PETER, the president of Consolidated Bank, a tall, silver-haired man in his mid-50s.


An employee party in PETER’s luxurious penthouse. STEVE, who has had a few drinks but who is still quite sober, approaches MELANIE, who is sitting at the end of a couch.

STEVE: Is something wrong?

MELANIE: (a bit startled) Oh, no. I’m just trying to think of the last time I fed my cat. I think I forgot his dinner. He gets upset when his schedule is disrupted.

STEVE: What do you see in cats? I just don’t un-der-stand how people can get along with them.

MELANIE: I suppose you’re a dog person.

STEVE: (nodding proudly) Why, yes I am.

MELANIE: I think cats are better pets than dogs.

STEVE: No way. Dogs are better.

MELANIE: (shaking her head and smiling con-fi-dent-ly) But dogs are so dumb! You go out for a second to get the mail and when you come back they act like they haven’t seen you in a week!

STEVE: (crumples his face skeptically) Come on! Cats never pay attention to you! Dogs are af-fec-tion-ate. When you come home from a long day at work, they’re so excited to see you!

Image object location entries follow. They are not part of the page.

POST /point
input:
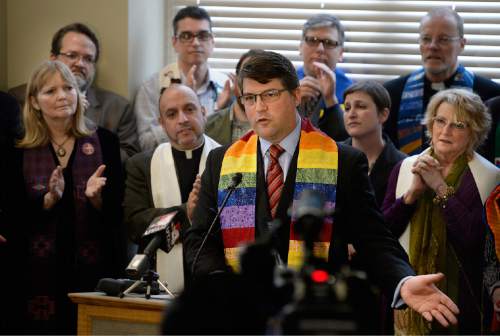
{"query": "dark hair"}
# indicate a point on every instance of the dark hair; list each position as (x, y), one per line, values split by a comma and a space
(446, 11)
(76, 27)
(248, 54)
(266, 66)
(193, 12)
(324, 20)
(375, 90)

MELANIE: Oh, yeah? Well at least cats groom themselves. A dog won’t ever clean itself.

STEVE: I’d rather own a pet that gets dirty once in a while than a pet that has to relieve itself in a box!

MELANIE: So I suppose you enjoy taking your dog (groans) outside a million times a day.

STEVE: Well how about the fact that cats have to be pampered? They’re so fussy!

MELANIE: Cats simply have finer, more sophisticated tastes—like their owners. (smiles and folds her arms triumphantly)

STEVE: Cat owners are icy and detached.

MELANIE: Dog owners are messy and simple-mind-ed!


PETER approaches their couch, attracted by MELANIE’s outburst.

PETER: (holding out his hands as if surrendering) Whoa, you two! Calm down! Sparring over the superiority of the dog and the cat has been a staple of conversational small talk for as long as polite society has existed. The playful debate which springs from our love for our two favorite—but very different—companion animals always results in a delightful exchange. But the argument will never be settled. Actually, that’s part of its enduring appeal.

STEVE: (slowly looks from PETER to MELANIE) I’m sorry for snapping at you. Hey, maybe we should mingle. We can’t let this party (pauses and smiles devilishly) go to the dogs!

MELANIE: (taking his hand and nodding) You’re right. That would be a cat-tastrophe!

STEVE and MELANIE rise from the couch hand in hand and walk off to rejoin the party.